Damaris Lüthi: Für die erste Generation ist die Hoffnung auf einen eigenen Staat in Sri Lanka wichtig – so wichtig, dass sie ihre Kultur im Gastland konservieren und die Anpassung vermeiden will. Diese Generation bleibt durch tamilisches Fernsehen und tamilische Zeitungen, traditionelle Rituale und Feste stets mit der Heimat verbunden.
Die Tamilen fürchten den Kulturverlust?
Lüthi: Ja, die Schweizer Gewohnheiten gelten als bedrohlich – die Sexualmoral und die Geschlechterbeziehungen, aber auch Trinken und Rauchen. Darum werden die jungen tamilischen Frauen möglichst zu Hause behalten und dürfen abends kaum weg, ausser in männlicher Begleitung, und sei das der kleine Bruder.
Warum gelten die Mädchen als stärker gefährdet?
Lüthi: Gemäss dem traditionellen Denken hängt das Ansehen der Familie vor allem von ihrem Verhalten ab und weniger von dem der Buben.
Wie bewältigen die Tamilen die Spannung zwischen ihren Traditionen und dem Schweizer Alltag?
Lüthi: Viele Familien stehen unter Druck; das führt immer wieder zu Problemen wie häuslicher Gewalt, Depressionen und Selbstmordrisiko. Andererseits gibt es in der tamilischen Gemeinschaft einen Freiraum, wo die Zwänge des Alltags nicht gelten: Wochenende für Wochenende bietet sich den Tamilen eine enorme Zahl von Familienfesten und Vereinsanlässen.
Und die Secondos und Secondas selber: Haben sie mehr Distanz zu den Traditionen?
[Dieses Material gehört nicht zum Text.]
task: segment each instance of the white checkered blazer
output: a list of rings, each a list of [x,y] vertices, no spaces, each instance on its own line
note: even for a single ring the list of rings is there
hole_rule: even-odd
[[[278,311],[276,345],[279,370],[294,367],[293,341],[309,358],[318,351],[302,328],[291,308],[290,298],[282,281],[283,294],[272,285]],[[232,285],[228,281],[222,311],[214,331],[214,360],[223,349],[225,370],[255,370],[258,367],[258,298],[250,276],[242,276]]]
Lüthi: Ja, für sie spielt der Wunsch nach Rückkehr kaum mehr eine Rolle. Die Ehe ist denn auch der einzige Bereich, wo das traditionelle Kastendenken auch für die zweite Generation im Exil noch wirksam ist. Andererseits führt gerade diese Distanz auch zu Schwierigkeiten innerhalb der Familien. Dass Jugendliche pubertieren und sich von ihren Eltern lösen, ist in Südasien unbekannt. Doch hier beginnen die jungen Tamilen wie ihre Altersgenossen zu pubertieren – mit dem Resultat, dass die erste Generation vor den Kopf gestossen wird.
Wenn die zweite Generation von den Traditionen abrückt: Verschwinden damit auch die kulturellen Bruchstellen?
Lüthi: Vermutlich. Die zweite Generation wird durch das Schweizer Bildungssystem stark integriert. Damit wird sich auch das Verhältnis der tamilischen Gemeinschaft zur Gesamtgesellschaft «normalisieren».